Friday, August 17, 2018

Exceptional Excerpts: The Greengage Summer


I can’t recall why my mother bought me The Greengage Summer by Rumer Godden when I was in 7th grade, if she ever said. I do recall coming into my blue bedroom and seeing it lying on my rumpled, darker blue bed, among castoff clothing and school papers and other books. The cover art fascinated me, with its genderless poker face peering up at me, full of a secret. I once read that the actress, Demi Moore, had named her oldest daughter after this author, and I’ve always been curious as to why and how books show up for people, and make such a lasting impression.


For me, personally, this book figured into my imaginings for a story of my own that I wrote in college, with its equally languid title, “Ripe Was the Drowsy Hour” from a line in the poem, “Ode to Indolence” by John Keats. In Rumer Godden’s story, greengages are the litter of heaven; in mine, hedgeapples appear, but they are rough and inedible, more of a nuisance than a treasure.  My story drew upon the coming of age theme of The Greengage Summer, and my prose, with its own secret, was as awkward as my adolescence, for all of the same reasons. It was long in length, but not quite balanced at its center, and ranging into directions both silly and sinister, which is how our first forays into adulthood can feel.

Rumer Godden wrote many books set in India, but this one takes place in France, and while I read it, I felt as if I had been introduced to a vintage of wine that had been hidden away for adults, until I had slipped into the bottle itself to become infused and a little intoxicated, breathing in the semi-autobiographical story that was not written for children, but about children, which I still was. The first few paragraphs, below, is what I would call Exposition by Immersion, and I hope you enjoy it as we feel the weight of summer roll away behind us, and down a grassy hill:

“On and off, all that hot French August, we made ourselves ill from eating the greengages. Joss and I felt guilty; we were still at the age when we thought being greedy was a childish fault and this gave our guilt a tinge of hopelessness because, up to then, we had believed that as we grew older our faults would disappear, and none of them did. Hester of course was quite unabashed; Will— though he was called Willmouse then— Willmouse and Vicky were too small to reach any but the lowest branches, but they found fruit fallen in the grass; we were all strictly forbidden to climb the trees.
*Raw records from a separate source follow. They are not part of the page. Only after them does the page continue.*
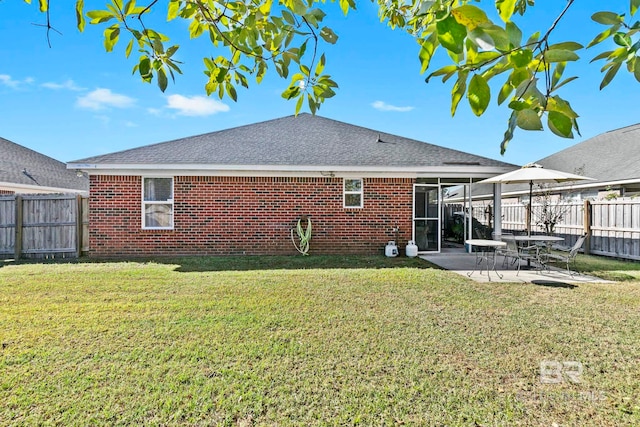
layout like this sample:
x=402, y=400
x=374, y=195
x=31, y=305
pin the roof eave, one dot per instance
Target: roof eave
x=476, y=171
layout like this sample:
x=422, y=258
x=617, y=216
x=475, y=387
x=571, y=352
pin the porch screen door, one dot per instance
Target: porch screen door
x=426, y=217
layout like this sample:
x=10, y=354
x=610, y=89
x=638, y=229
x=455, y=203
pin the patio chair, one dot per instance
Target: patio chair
x=503, y=250
x=566, y=256
x=515, y=253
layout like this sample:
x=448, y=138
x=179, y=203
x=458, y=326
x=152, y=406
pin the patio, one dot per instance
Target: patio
x=458, y=261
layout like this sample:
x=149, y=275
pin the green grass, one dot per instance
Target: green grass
x=608, y=268
x=308, y=341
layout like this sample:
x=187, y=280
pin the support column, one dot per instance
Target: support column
x=497, y=209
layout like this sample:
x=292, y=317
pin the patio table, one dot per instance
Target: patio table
x=483, y=254
x=537, y=238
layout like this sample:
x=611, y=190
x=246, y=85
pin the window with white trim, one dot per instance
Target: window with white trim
x=157, y=203
x=353, y=193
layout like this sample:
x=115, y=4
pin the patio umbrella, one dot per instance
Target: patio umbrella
x=530, y=173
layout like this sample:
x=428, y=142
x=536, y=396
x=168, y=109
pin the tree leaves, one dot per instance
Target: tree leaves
x=254, y=38
x=451, y=34
x=506, y=9
x=478, y=94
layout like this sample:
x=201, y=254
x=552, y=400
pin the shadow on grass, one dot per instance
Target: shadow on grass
x=554, y=284
x=187, y=264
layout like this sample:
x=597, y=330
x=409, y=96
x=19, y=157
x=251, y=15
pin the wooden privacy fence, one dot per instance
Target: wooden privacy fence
x=43, y=226
x=612, y=226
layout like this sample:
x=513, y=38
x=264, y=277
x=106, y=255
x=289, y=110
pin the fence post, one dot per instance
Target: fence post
x=79, y=227
x=18, y=229
x=587, y=226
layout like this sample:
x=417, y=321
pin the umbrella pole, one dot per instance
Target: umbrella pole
x=530, y=210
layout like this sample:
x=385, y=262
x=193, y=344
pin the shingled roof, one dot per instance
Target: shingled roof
x=22, y=168
x=302, y=141
x=610, y=158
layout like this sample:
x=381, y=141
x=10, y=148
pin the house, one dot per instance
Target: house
x=26, y=171
x=611, y=158
x=242, y=190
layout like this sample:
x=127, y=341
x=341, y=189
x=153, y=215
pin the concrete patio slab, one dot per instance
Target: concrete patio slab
x=464, y=264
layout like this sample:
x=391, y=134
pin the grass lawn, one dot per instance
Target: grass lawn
x=310, y=341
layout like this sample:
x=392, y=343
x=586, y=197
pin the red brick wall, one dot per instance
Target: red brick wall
x=245, y=215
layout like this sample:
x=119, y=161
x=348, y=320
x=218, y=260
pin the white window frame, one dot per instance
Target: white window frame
x=345, y=193
x=158, y=202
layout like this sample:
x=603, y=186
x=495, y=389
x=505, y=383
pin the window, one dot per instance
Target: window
x=157, y=203
x=353, y=193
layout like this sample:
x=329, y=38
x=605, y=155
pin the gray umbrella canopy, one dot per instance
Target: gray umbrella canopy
x=531, y=173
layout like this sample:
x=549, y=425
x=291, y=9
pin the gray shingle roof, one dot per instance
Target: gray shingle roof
x=611, y=156
x=41, y=171
x=305, y=140
x=608, y=157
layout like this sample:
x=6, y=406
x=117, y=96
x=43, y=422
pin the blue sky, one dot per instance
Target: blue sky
x=74, y=100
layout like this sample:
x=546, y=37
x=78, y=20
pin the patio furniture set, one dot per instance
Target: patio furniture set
x=537, y=249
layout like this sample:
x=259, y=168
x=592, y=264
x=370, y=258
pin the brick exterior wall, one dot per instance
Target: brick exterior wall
x=248, y=215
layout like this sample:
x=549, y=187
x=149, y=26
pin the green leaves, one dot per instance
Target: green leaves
x=478, y=94
x=506, y=9
x=625, y=36
x=528, y=120
x=80, y=15
x=451, y=34
x=250, y=39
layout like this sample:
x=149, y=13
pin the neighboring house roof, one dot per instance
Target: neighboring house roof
x=305, y=142
x=611, y=158
x=26, y=171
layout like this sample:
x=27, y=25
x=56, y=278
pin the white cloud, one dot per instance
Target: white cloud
x=7, y=80
x=195, y=105
x=383, y=106
x=69, y=85
x=102, y=98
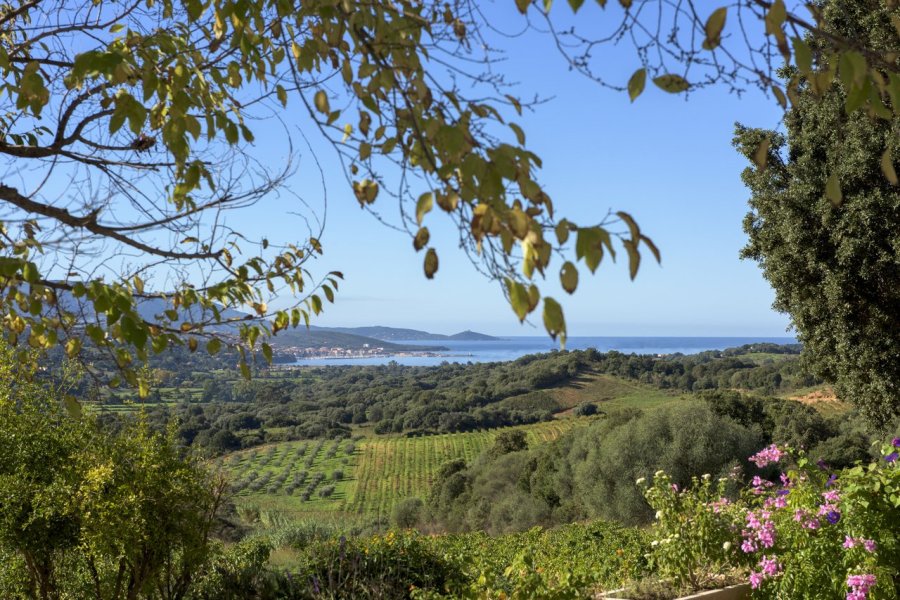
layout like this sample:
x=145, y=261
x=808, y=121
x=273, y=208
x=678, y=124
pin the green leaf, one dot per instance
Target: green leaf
x=73, y=406
x=636, y=83
x=673, y=84
x=833, y=190
x=568, y=277
x=802, y=55
x=424, y=206
x=761, y=155
x=887, y=167
x=562, y=232
x=714, y=25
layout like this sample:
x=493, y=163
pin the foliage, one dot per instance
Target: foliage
x=590, y=471
x=91, y=515
x=387, y=566
x=814, y=534
x=693, y=534
x=822, y=222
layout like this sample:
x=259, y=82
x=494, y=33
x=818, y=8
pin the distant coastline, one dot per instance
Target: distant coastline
x=511, y=348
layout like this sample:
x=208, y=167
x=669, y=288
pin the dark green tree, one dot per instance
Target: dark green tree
x=823, y=226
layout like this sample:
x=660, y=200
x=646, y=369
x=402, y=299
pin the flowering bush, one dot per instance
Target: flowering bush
x=694, y=532
x=818, y=534
x=813, y=534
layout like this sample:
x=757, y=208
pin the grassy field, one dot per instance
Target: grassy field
x=296, y=480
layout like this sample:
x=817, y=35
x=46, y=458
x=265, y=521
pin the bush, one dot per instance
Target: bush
x=388, y=567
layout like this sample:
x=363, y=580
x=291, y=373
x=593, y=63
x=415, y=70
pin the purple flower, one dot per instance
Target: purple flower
x=756, y=579
x=768, y=455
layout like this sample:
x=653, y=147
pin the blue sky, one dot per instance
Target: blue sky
x=666, y=160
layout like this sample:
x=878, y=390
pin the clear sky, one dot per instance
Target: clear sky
x=666, y=160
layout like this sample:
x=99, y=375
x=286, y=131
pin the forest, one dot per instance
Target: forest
x=219, y=411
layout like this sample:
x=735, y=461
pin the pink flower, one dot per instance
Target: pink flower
x=769, y=565
x=756, y=579
x=859, y=586
x=766, y=456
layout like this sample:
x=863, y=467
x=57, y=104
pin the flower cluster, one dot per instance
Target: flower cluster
x=760, y=531
x=859, y=586
x=868, y=545
x=769, y=567
x=769, y=455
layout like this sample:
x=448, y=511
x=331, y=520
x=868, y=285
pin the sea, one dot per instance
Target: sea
x=511, y=348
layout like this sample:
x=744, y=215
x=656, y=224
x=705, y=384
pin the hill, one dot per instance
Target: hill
x=318, y=337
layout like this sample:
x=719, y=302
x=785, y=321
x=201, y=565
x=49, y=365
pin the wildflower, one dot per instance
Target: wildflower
x=769, y=565
x=756, y=579
x=766, y=456
x=831, y=496
x=859, y=586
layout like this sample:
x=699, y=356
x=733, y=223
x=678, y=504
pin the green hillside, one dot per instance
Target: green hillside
x=293, y=478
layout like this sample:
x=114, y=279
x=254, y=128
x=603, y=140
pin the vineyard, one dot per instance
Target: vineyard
x=365, y=478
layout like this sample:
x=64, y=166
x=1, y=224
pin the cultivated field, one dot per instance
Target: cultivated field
x=367, y=478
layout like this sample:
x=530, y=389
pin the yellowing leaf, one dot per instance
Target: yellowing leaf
x=554, y=322
x=421, y=239
x=673, y=84
x=714, y=25
x=519, y=298
x=321, y=102
x=636, y=83
x=568, y=277
x=431, y=263
x=424, y=206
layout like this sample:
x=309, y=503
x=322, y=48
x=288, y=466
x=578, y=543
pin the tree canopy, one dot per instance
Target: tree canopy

"The garden at Les Oeillets was divided into three; first the terrace and gravelled garden round the house; then, separated by a low box hedge, the wilderness with its statues and old paths; and between the wilderness and the river, the orchard with its high walls. In the end wall a blue door led to the river bank.

"The orchard seemed to us immense and perhaps it was, for there were seven alleys of greengage trees alone; between them, even in that blazing summer, dew lay all day in the long grass. The trees were old, twisted, covered in lichen and moss, but I shall never forget the fruit. In the hotel dining room Mauricette built it into marvelous pyramids on dessert plates laid with vine leaves. “Reines Claudes” she would say to teach us its name as she put our particular plate down, but we were too full to eat. In the orchard we had not even to pick the fruit, it fell off the trees into our hands.

"The greengages had a pale blue bloom, especially in the shade, but in the sun the flesh showed amber through the clear green skin; if it were cracked the juice was doubly warm and sweet. Coming from the streets and small front gardens of Southstone, we had not been let loose in an orchard before; it was no wonder we ate too much.

photo credit: found on Goodreads review by Hana

"'Summer sickness,' said Mademoiselle Zizi.
“'Indigestion,' said Madame Corbet.

"I do not know which it was but ever afterwards, in our family we called that the greengage summer.

“'You are the one who should write this,' I told Joss. 'It happened chiefly to you.' But Joss shut that out as she always shuts out things, or shuts them in so that no one can guess.
“'You are the one who likes words,' said Joss. 'Besides'— and she paused— 'it happened as much to you.'
I did not answer that. I am grown up now— or almost grown up— 'and we still can’t get over it!' said Joss.
'Most people don’t have… that… in thirty or forty years,' I said in defense.
'Most people don’t have it at all,' said Joss.

"If I stop what I am doing for a moment, or in any time when I am quiet, in those cracks in the night that have been with me ever since when I cannot sleep and thoughts seep in, I am back; I can smell the Les Oeillets smells of hot dust and cool plaster walls, of jasmine and box leaves in the sun, of dew in the long grass; the smell that filled the house and garden of Monsieur Armand’s cooking and the house’s own smell of damp linen, or furniture polish, and always, a little, of drains. I can hear the sounds that seem to belong only to Les Oeillets: the patter of poplar trees along the courtyard wall, of a tap running in the kitchen mixed with the sound of high French voices, of the thump of Rex’s tail and another thump of someone washing clothes on the river bank; of barges puffing upstream and Mauricette’s toneless singing— she always sang through her nose; of Toinette and Nicole’s quick loud French as they talked to each other out of the upstair’s windows; of the faint noise of the town and, near, the plop of a fish or of a greengage falling.”